Bent was another stray I’d picked up on my travels. He was tall and thin and forever wrapped in swathes of black. I’d never seen much of him, save his hands, which were always uncovered. Might have seen his face once but the room had been dark and his hood dropped for a moment only. I remember seeing what I thought were teeth, lots of teeth.
We called him Bent because of his poise. Whether stood or sat down his body leaned forward at an irregular angle from his waist. It looked like he was always about to fall over.

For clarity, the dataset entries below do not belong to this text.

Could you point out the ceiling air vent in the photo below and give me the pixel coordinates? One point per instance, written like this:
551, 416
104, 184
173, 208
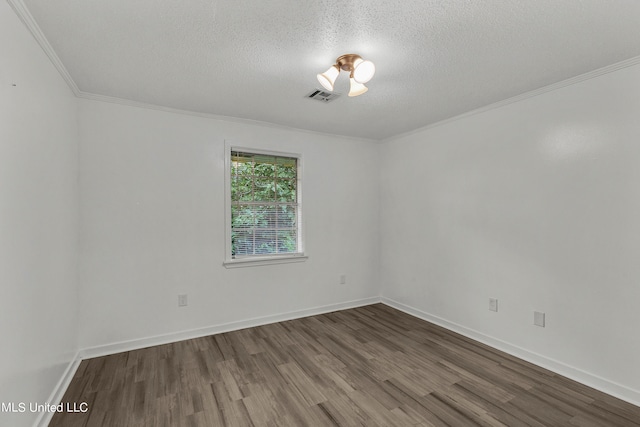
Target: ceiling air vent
322, 95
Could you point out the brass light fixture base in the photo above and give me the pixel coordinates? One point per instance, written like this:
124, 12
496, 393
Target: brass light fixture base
346, 62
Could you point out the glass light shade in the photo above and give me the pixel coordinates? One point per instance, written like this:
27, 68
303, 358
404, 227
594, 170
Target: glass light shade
328, 78
363, 71
356, 88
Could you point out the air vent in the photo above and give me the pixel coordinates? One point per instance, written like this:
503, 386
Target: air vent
322, 95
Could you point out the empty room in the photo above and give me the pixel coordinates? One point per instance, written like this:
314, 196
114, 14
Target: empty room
295, 213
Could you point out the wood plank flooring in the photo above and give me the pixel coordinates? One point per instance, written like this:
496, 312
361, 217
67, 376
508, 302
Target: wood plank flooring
369, 366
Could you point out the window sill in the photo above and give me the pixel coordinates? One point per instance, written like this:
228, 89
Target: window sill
253, 262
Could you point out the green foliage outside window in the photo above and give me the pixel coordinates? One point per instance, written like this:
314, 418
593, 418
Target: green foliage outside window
264, 205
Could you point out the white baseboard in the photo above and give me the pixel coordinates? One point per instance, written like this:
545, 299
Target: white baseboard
620, 391
44, 418
610, 387
104, 350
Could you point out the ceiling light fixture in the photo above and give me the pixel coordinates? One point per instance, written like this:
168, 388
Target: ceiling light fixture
360, 72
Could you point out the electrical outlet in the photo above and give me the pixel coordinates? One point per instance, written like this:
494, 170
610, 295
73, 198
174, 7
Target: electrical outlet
538, 318
182, 300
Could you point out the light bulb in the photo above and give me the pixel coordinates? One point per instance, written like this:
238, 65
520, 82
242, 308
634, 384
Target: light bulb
356, 88
363, 71
328, 78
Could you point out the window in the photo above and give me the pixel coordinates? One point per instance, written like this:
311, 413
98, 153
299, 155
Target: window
264, 217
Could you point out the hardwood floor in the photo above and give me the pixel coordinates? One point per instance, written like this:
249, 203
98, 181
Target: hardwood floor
369, 366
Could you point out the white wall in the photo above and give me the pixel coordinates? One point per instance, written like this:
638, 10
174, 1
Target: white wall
38, 221
537, 204
152, 215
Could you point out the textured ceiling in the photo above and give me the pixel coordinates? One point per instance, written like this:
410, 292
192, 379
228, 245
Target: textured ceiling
257, 60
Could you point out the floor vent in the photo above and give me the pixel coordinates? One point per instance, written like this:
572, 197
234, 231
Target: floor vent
322, 95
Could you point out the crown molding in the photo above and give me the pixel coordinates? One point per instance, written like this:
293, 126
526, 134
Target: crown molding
25, 16
252, 122
526, 95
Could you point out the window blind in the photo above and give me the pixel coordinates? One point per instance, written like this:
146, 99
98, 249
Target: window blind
264, 205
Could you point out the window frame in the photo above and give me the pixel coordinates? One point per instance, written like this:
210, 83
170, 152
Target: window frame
256, 260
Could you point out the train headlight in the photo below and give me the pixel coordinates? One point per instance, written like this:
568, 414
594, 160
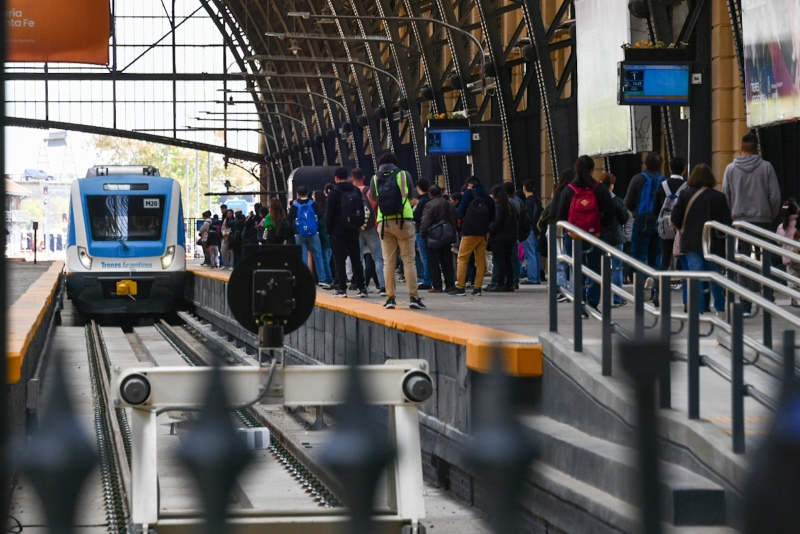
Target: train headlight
84, 258
166, 259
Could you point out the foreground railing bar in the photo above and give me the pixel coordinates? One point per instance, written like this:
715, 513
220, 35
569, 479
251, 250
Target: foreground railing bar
605, 303
719, 279
577, 292
788, 356
665, 376
693, 349
737, 379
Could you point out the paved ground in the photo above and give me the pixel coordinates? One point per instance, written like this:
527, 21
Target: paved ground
21, 275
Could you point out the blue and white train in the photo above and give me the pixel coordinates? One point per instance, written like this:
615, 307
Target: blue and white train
126, 245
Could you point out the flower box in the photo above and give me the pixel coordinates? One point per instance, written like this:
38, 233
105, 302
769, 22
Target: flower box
664, 55
448, 123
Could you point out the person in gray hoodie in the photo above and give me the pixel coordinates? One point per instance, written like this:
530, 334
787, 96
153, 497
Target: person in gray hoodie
751, 187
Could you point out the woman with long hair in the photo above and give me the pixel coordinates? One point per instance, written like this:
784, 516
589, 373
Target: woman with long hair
502, 238
698, 203
584, 167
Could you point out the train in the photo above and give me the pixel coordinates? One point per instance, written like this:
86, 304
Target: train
126, 242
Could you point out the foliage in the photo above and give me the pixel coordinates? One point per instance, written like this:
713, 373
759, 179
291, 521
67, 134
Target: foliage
178, 163
656, 45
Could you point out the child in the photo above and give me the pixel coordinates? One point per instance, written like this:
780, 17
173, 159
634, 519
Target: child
788, 229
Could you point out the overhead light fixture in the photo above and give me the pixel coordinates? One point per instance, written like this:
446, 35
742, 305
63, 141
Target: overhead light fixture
294, 48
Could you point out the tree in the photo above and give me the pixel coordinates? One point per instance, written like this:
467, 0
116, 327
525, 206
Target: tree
178, 163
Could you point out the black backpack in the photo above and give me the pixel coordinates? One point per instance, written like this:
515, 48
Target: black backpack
390, 199
351, 209
369, 213
478, 217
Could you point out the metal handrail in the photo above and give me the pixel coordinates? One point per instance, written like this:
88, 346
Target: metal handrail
765, 304
739, 340
698, 275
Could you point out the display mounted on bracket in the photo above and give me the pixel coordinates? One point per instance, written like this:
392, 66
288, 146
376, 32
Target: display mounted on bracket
450, 137
654, 83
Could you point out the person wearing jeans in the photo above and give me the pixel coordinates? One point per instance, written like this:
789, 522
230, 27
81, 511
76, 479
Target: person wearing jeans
308, 243
697, 204
421, 258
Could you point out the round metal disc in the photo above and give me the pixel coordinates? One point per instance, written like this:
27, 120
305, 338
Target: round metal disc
279, 257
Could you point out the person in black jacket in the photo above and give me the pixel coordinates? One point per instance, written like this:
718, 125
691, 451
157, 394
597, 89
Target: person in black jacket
440, 260
708, 205
502, 238
584, 167
532, 209
344, 240
676, 180
614, 235
474, 228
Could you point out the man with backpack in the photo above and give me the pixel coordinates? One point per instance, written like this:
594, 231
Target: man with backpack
392, 189
369, 239
529, 218
344, 218
587, 204
640, 199
664, 203
305, 216
476, 211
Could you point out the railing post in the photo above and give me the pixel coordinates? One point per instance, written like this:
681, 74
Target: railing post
693, 347
577, 293
788, 358
605, 307
638, 304
737, 379
766, 292
552, 288
664, 377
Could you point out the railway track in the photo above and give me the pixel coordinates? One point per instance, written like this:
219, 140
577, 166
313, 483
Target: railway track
282, 473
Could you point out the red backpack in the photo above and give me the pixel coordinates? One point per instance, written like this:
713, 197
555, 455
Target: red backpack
584, 212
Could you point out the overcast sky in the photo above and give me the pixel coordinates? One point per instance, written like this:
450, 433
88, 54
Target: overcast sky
24, 144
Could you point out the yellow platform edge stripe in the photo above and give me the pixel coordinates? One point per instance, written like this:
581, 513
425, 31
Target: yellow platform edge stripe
24, 318
522, 355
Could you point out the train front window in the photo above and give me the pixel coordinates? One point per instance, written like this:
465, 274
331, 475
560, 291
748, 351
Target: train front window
126, 217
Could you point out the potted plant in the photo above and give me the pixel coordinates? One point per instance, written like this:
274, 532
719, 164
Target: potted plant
446, 120
658, 51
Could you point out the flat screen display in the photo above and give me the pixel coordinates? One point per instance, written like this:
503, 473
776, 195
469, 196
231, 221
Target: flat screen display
448, 142
654, 84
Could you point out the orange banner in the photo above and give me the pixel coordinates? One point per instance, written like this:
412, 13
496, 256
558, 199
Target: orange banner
74, 31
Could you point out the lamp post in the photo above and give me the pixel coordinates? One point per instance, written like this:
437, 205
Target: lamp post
484, 55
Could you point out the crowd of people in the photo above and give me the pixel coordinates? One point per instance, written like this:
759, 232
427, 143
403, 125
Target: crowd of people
660, 221
389, 228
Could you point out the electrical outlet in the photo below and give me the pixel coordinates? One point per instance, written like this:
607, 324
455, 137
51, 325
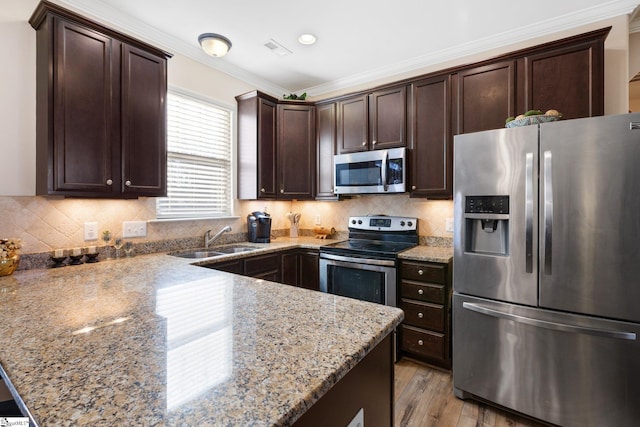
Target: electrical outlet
90, 231
134, 229
448, 227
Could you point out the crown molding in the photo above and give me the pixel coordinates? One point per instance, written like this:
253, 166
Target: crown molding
551, 26
104, 13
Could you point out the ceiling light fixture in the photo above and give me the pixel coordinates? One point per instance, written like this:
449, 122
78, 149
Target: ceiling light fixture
214, 44
307, 39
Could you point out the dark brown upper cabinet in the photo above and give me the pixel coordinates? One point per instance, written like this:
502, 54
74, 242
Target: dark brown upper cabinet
486, 96
101, 117
296, 158
257, 151
431, 174
372, 121
325, 150
568, 79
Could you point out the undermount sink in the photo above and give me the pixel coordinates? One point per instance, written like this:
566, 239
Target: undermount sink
235, 249
213, 252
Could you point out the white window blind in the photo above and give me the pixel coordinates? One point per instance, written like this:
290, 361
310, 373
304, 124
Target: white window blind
198, 160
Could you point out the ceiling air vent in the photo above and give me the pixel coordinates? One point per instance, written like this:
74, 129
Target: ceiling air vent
277, 48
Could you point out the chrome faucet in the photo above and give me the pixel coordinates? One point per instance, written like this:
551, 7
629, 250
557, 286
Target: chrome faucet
208, 239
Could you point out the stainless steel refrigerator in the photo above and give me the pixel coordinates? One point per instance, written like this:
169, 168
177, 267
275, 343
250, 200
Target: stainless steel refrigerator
546, 271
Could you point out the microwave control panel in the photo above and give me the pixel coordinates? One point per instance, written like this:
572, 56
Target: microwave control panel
383, 223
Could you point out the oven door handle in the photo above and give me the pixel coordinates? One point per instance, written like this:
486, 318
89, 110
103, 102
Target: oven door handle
362, 261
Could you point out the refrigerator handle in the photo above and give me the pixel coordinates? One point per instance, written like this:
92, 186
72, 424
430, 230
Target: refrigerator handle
528, 213
548, 324
548, 213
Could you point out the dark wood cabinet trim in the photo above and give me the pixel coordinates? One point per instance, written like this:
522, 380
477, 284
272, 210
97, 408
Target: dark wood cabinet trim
46, 7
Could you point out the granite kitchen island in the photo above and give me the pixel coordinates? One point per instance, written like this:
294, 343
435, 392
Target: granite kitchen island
153, 340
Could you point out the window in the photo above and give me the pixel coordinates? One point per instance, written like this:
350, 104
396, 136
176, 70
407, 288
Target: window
199, 165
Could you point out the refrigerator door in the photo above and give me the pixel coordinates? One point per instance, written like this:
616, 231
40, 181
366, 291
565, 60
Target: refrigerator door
568, 370
495, 249
590, 216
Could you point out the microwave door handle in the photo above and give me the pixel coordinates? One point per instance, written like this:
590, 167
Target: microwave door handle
385, 165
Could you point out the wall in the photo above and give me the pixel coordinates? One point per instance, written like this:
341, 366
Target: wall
616, 62
47, 223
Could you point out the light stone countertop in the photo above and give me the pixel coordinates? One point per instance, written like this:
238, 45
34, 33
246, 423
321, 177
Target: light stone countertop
153, 340
428, 253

Bent worried me more than Smidgen did. Smidgen could be a monster, so too could I judging by my actions this night, but we knew next to nothing about Bent. He hid in shadows, rarely spoke and had a penchant for the black arts. As far as my knowledge of the latter went I think that meant exhuming dead things, but I could be wrong.
“I don’t know. Haven’t seen him for two days,” Smidgen grumbled. Didn’t take him long to get into a black mood. Perhaps the woman was repeating on him or maybe he had overheard Birkin outside complaining about him. Nobody liked Smidgen. His monstrous appearance was enough to move people to passionate hatred in a heartbeat.
I grabbed my saddle and started to fix it to my horses back when I noticed another one cradled on a bar. It probably belonged to that ponce in the room opposite mine as it was rich and flamboyant and must have cost a lot of money. The old me was too strong to deny so I swapped them over. “Come on, Bent, wherever you are. We gotta leave, now.”
True to form the old spook waded out from the shadows at the back of the stables. It was an act that surprised me to the point of scaring me and I tried to mask my fear with bravado. “Where the hell you been all this time?” He had no intention of answering so to save face I added, “Never mind that now. We’ve got to get out of here. Saddle your horse.”
We thundered out of the stables as if hell itself were on our tail. We made an unlikely band, us three disparate souls; the monster, Smidgen, the demon, Bent, and me, the thief, Flendin the Blade. My life hadn't been the same since leaving Never.